Below is a thought experiment I do each year at this time, based on Princeton's press release about their incoming class. I pick Princeton because they always include the legacy admit number, though this year I see they have omitted the number of international students accepted. The point is to identify how many "regular" kids - not athlete, under-represented minority, legacy, etc - get admitted. Since most of the kids we followed this season seem to be girls, I focused on the stats for women.
Overall Princeton admitted 1,895 of 32,804 applicants (5.77% overall)
Regular Decision admit rate was 4.2%
1895 admits - 1061 People of Color = 834 slots left (Pton reported admitting 56% POC)
834 slots - 400 men = 434 slots left (48% of admits were men)
434 - 24 legacy = 410 slots left (11% of admits were legacy, that would be 48. Let’s estimate half were POC and have already been counted, though I think that number is way overestimated).
410 - 37 first-gen = 373 slots left (18% of admits were first gen, that would be 74. Again, to be conservative, let’s estimate that half of them were not POC)
373 - 45 international students = 328 slots left (note: Princeton did not identify the percentage of international students this year, so I used last year’s 12%. For reporting purposes, schools are not allowed to include non-resident alien students in their POC stats.)
328 slots - 45 athletes = 283 (The Ivy League allows Princeton 230 recruited athletes, half of whom are women which = 115. 65% of Ivy athletes are white which equals = 75. A conservative estimate is that 45 of these athletes haven’t already been counted as legacy or first-gen.

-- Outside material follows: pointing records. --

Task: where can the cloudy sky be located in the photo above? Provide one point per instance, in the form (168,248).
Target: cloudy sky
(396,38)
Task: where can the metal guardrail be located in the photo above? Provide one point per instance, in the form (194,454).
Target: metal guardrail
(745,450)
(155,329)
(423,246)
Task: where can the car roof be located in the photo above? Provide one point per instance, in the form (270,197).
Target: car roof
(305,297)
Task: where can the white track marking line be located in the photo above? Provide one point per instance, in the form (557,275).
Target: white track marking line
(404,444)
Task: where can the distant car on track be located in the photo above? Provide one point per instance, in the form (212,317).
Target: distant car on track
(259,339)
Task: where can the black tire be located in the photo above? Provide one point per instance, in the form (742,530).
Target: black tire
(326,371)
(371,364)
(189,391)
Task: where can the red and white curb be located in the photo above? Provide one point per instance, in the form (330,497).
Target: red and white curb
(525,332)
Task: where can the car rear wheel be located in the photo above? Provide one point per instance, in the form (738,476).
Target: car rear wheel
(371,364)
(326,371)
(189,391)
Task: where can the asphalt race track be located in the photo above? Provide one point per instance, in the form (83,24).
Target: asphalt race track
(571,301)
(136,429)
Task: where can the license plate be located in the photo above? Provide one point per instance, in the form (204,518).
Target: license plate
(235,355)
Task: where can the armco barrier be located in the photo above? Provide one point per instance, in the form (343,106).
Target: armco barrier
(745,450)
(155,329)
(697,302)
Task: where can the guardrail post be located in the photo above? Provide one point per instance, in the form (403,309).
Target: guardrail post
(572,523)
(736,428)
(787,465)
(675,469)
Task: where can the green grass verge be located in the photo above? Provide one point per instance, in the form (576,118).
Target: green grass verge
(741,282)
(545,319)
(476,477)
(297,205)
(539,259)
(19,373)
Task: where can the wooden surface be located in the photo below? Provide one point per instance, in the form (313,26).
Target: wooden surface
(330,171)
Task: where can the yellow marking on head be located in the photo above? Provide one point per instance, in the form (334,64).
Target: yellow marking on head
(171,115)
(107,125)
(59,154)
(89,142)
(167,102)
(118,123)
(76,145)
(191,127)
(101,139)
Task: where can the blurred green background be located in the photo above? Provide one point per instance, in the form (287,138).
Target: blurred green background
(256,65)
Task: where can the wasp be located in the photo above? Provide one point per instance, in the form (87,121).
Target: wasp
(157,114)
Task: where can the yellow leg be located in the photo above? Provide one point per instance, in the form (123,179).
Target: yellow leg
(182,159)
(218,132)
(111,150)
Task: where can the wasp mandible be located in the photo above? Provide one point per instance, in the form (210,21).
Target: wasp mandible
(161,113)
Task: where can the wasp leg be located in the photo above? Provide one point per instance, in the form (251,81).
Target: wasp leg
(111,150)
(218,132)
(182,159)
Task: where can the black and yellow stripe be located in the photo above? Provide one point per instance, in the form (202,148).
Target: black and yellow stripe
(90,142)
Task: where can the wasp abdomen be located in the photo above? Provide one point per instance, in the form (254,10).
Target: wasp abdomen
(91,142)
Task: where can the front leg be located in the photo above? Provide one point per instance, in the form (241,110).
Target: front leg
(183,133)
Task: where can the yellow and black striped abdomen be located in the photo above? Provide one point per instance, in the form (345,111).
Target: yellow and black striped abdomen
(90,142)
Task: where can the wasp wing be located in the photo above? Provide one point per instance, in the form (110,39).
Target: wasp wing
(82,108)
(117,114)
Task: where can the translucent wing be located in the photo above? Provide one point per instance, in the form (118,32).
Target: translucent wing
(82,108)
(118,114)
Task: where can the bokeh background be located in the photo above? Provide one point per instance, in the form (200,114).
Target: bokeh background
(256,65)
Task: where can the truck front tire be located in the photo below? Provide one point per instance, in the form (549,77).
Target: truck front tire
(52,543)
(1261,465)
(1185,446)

It’s probably way more when you think about who plays soccer, tennis, squash, lacrosse, crew, etc)
So by a very conservative estimate, Princeton admitted only 283 unhooked white women this year. And that’s not even getting into faculty kids, big donors, etc. The real number is almost certainly lower, though the exact figure isn't important.
What's important is the unescapable reality that your daughter would literally have to be one of the top 5 or 6 female applicants in your entire state to have a realistic shot at getting into Princeton, unless she fit into one of the mentioned categories above.

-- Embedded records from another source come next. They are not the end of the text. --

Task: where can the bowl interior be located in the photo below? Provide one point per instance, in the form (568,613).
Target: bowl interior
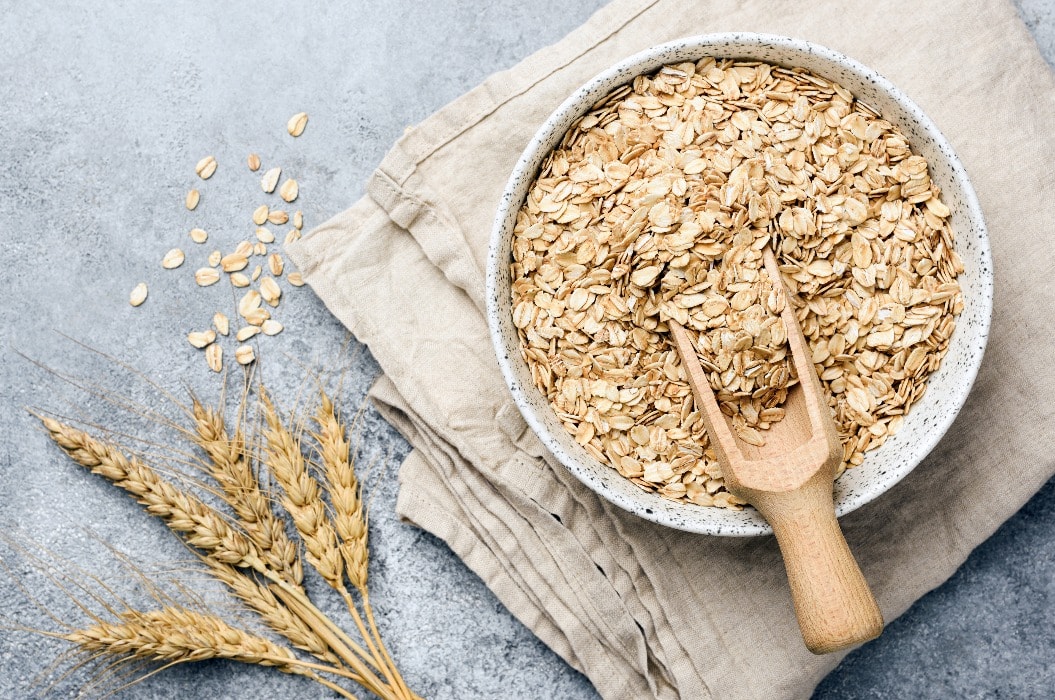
(928,419)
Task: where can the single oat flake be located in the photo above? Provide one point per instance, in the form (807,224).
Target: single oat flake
(296,123)
(244,354)
(206,168)
(270,179)
(214,357)
(138,294)
(172,259)
(206,276)
(289,190)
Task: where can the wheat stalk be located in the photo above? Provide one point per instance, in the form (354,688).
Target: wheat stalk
(261,599)
(302,497)
(350,523)
(229,466)
(257,542)
(344,491)
(202,526)
(174,635)
(178,635)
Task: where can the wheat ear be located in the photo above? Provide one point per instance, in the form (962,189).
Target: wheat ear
(202,526)
(261,599)
(232,470)
(350,522)
(344,491)
(174,635)
(302,497)
(177,635)
(205,529)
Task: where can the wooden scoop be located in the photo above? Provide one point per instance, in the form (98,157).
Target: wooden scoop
(789,480)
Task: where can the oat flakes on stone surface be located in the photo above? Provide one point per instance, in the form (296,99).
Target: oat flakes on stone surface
(657,205)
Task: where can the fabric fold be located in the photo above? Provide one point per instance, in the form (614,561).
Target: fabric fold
(645,610)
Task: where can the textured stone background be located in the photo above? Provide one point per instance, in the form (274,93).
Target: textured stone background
(104,113)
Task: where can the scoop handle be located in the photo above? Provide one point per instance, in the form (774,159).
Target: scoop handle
(832,601)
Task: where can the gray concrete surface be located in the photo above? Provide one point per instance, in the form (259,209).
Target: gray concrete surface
(104,112)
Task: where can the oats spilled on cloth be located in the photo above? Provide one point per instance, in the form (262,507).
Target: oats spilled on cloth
(657,205)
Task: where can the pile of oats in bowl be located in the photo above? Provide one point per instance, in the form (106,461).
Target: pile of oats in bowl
(657,205)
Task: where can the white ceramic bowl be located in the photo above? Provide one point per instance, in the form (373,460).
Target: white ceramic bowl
(948,387)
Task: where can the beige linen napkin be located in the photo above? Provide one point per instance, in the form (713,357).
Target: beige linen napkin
(641,609)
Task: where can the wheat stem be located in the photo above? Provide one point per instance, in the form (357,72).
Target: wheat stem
(202,526)
(241,489)
(337,641)
(384,650)
(302,497)
(350,524)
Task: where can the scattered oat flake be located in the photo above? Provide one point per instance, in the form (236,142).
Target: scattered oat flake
(233,263)
(260,214)
(202,338)
(246,332)
(257,316)
(296,123)
(172,259)
(289,190)
(206,168)
(249,302)
(275,265)
(214,357)
(270,291)
(138,294)
(271,327)
(245,354)
(221,323)
(206,276)
(270,179)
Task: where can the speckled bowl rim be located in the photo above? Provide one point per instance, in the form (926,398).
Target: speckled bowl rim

My younger kid is a sophomore in high school, and I've already told him that Yale is off the table. We are going to be highly strategic in shooting our Early Decision bullet because it's the only chance he has of cracking the schools that he's put on his preliminary list. That means the Early Action schools like Yale, Harvard, Princeton and Georgetown are all off the list. I just don't believe EA gives nearly the admissions boost that binding ED does.
And by the time Fall 2020 rolls around, I will probably have crossed some ED schools off the list too - because I'm going to want him to apply ED to a place where he is at/above the 75th percentile of the admitted class. I think that's the only hope of bringing any predictability to the process. Maybe I'll let him shoot an ED shot at a reach like Northwestern or Brown, but only if he commits to applying ED2 to somewhere like Wash U in St. Louis or Wesleyan after that first app (almost inevitably) doesn't land an acceptance.